High Country Nocturne Reviews:
• Booklist starred review:
Phoenix private investigator David Mapstone is a former county sheriff. He gets a desperate late-night call from Sharon Peralta, wife of Mike, Mapstone’s partner. Mike has been accused of being the principal in a Phoenix diamond robbery and has disappeared. The FBI has his truck and wants to find out if either David or Sharon knows where Mike is and if they were accomplices. On the way to meet law enforcement, David is pulled over for speeding. In a truly harrowing scene the young female “officer” who pulls him over apparently intends to kill him until she’s scared off by unexpected traffic. It’s in that context David and Sharon are interrogated by the FBI. The message is unequivocal: they better deliver Mike on a platter. This is a complex, multifaceted thriller in which Phoenix itself is a principal player, with its depressed economy, residual Wild West mindset, casinos, mobsters, and corrupt infrastructure all key aspects of its character. Most of what Mapstone believes is at stake. Did he misjudge Mike Peralta? Is Arizona unrelentingly corrupt? What did he do to unleash a killer into his life and endanger his loved ones. Talton, a longtime journalist and native Arizonan, writes in a spare, beautiful style that parallels the stark beauty of his home’s high country. This is a nail-biting thriller pushed to the next level of excellence by the moral quandaries that drive the plot. The high point of an outstanding series.
— Wes Lukowsky
• Library Journal starred review:
As with Bill Crider’s and Kevin McGarrity’s mysteries, Talton’s books are studies in atmosphere and setting. Arizona’s wild and beautiful landscape figures prominently, and the interior examination of Mapstone’s hopes and fears makes this a terrific character study as well.
• Publishers Weekly:
...Intricately plotted.... Talton keeps the reader guessing throughout, but Mapstone's learned, insightful first-person commentary is what really stands out; his comments about the decline of the Phoenix he's always called home are particularly revealing and believable.
• The Seattle Times:
Talton expertly contrasts his swift and closely plotted story against a deep, melancholy theme: the grave injustice done by modernization to his beloved Phoenix. The book is rich in period and contemporary details, as well as fascinating nuggets from the region’s earlier history.
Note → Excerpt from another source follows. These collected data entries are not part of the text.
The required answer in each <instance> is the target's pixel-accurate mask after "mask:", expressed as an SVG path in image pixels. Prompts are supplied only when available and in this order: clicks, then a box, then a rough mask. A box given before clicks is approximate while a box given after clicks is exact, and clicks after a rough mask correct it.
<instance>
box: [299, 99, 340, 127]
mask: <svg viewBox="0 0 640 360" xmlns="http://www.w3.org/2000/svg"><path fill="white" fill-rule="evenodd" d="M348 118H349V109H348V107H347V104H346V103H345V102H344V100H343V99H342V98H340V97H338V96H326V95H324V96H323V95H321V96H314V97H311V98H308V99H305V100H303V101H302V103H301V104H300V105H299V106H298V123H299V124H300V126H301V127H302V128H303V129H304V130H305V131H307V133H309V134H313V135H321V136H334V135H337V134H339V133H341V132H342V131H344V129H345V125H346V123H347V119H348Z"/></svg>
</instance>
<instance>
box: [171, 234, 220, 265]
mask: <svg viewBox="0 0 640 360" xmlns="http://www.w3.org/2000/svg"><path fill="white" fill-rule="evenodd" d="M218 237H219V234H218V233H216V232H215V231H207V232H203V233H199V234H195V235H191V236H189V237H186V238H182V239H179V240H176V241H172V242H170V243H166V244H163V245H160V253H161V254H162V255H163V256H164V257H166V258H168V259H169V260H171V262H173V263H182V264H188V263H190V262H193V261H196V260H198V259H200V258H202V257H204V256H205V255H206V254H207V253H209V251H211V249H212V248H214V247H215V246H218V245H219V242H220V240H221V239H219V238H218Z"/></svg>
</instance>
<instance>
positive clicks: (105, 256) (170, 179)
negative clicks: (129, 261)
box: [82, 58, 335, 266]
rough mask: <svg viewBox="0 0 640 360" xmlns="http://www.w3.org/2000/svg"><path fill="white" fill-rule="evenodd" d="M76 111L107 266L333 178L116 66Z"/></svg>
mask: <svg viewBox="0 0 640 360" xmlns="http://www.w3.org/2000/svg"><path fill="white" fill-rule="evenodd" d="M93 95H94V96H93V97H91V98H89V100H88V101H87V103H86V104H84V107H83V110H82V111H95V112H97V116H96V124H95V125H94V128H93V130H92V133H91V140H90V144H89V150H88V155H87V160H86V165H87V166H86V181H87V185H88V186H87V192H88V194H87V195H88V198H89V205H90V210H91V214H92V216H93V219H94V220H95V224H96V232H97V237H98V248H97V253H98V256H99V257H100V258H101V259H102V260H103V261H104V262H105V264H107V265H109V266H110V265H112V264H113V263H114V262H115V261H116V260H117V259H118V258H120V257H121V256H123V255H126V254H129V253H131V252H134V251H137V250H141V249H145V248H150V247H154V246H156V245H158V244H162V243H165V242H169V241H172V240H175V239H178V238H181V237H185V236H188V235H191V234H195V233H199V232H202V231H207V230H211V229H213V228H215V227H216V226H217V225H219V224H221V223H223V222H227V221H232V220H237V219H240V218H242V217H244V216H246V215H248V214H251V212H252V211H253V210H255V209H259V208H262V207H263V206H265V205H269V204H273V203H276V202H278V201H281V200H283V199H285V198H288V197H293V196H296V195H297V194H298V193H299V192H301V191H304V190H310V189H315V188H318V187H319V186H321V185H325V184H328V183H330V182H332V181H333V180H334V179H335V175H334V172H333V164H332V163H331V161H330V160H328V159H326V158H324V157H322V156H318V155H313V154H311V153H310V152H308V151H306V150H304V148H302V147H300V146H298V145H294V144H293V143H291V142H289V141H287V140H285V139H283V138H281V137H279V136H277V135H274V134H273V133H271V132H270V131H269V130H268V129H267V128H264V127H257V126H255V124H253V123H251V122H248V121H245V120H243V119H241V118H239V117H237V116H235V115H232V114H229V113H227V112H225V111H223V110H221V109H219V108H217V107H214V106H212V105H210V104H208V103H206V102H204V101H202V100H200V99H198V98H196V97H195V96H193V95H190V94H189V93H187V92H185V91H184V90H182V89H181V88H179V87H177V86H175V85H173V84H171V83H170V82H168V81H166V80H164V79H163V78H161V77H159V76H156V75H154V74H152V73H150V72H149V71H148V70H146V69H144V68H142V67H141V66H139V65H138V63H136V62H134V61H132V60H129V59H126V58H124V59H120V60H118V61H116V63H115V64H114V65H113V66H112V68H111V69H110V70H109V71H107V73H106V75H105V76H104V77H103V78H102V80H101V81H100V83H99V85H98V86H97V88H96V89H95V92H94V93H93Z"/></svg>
As a result, “High Country Nocturne” is both an absorbing detective story and a vividly written elegy to a day when, as Mapstone puts it, people read books other than “Harry Potter” — and when the writer’s hometown was not the soulless sprawl it is today.
— Adam Woog
A fast-paced mystery told in the first person by our protagonist, David Mapstone. This book is number eight in the author’s series about David Mapstone and it doesn't disappoint.
The Bellingham (WA) Herald:
There was much to enjoy in Talton's beautifully written literary lamentations for Phoenix the way it used to be. This is where the writer really shines, recreating for us in word pictures a saner pace of life, a more gracious architecture, and a more expansive landscape. It may be a different corner of the country, but the native Southwesterner captures the helplessness we native Northwesterners often feel about the desecration of the landscape and the thoughtless development we've witnessed right here.
This fast paced mystery is intricately woven to end up with a completely surprising, yet deliciously satisfying end.
The Midwest Book Review:
Depicting the atmosphere and culture of Arizona, High Country Nocturne provides the kind of tense mystery that should delight genre readers with a special affinity for Western settings and intrigue.